There are many factors that make one individual different from another. One of those factors might be the location or the time of your birth. What do you think about yours?
There is no doubt that each person is unique, set apart from all the others by their experiences as well as by their DNA. It is also true that we human beings like to celebrate birthdays. Are those two things related?
Certainly, fans of astrology like to believe that the stars in the sky at the time of your birth, and possibly the position of the planets as well, determine your personality. That’s why, they say, a Gemini is different from an Aries.
Rationally, it is hard to imagine the mechanism which would allow stars to have that kind of impact. However, there may be a more earthbound explanation. Could the time of your of your birth impact your development? Does a child born in the winter have a different development curve than one born in summer? Is a spring baby different from an autumn baby?

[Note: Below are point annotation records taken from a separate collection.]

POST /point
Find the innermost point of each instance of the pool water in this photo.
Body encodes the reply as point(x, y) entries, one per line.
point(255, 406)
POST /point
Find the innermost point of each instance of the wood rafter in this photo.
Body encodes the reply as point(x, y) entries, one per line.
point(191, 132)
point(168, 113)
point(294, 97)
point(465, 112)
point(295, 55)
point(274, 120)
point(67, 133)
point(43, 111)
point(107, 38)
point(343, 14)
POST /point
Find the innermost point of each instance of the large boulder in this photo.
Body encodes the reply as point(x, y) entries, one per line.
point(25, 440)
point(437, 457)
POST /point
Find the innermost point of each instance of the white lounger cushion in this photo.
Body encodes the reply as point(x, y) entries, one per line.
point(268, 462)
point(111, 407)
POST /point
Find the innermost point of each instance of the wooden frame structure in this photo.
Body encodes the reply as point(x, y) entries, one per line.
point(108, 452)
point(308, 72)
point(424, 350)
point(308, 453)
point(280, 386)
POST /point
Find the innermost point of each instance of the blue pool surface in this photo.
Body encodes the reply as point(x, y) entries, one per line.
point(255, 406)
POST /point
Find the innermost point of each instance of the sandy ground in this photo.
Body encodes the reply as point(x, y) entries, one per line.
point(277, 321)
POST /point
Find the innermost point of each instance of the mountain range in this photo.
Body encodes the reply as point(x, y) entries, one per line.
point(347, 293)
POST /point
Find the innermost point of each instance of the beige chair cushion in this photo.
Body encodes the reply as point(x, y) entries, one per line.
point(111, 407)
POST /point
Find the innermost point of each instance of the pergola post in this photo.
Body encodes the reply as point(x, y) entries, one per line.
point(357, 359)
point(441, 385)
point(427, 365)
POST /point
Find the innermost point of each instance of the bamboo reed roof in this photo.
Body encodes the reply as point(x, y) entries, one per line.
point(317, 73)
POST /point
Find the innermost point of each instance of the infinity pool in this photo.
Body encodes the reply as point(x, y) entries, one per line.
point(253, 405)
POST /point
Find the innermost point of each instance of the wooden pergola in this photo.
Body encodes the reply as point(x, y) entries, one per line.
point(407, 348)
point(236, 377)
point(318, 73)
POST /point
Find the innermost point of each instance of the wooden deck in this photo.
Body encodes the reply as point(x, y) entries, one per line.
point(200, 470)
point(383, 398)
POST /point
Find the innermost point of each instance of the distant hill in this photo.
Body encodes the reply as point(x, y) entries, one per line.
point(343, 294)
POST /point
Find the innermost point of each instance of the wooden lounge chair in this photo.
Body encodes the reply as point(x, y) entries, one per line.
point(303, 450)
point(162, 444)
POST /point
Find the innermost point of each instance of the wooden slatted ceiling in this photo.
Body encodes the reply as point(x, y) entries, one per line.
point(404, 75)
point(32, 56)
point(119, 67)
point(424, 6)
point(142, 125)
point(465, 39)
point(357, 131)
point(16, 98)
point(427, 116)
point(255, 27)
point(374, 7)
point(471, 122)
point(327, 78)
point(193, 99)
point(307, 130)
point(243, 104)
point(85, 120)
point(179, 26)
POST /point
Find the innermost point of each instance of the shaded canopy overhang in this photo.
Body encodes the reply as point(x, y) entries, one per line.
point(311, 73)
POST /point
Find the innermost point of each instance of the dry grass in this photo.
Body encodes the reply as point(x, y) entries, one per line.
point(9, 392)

Listen to a podcast where Michael and Lee discuss a related question: ‘What makes you you?’ We also discuss a bonus question: ‘What gives a person value?’
Similarly, does the geographic location have any sort of long-term impact on an individual? In a very simple way, this must be true — a baby born in a country that has a lower infant mortality rate is more likely to grow to adulthood.
But what about more subtle differences? Does the simple act of being born in Seattle make for a different experience than being born in Atlanta? Is being born in a hospital drastically different from being born at home?
Or are the differences instead due to childhood development that comes later in life? Does it matter more where someone lives at, say, five years old than where they were at birth?
Most of us know, with a great level of certainty, exactly when and where we were born. Do those facts say anything in particular about us as people?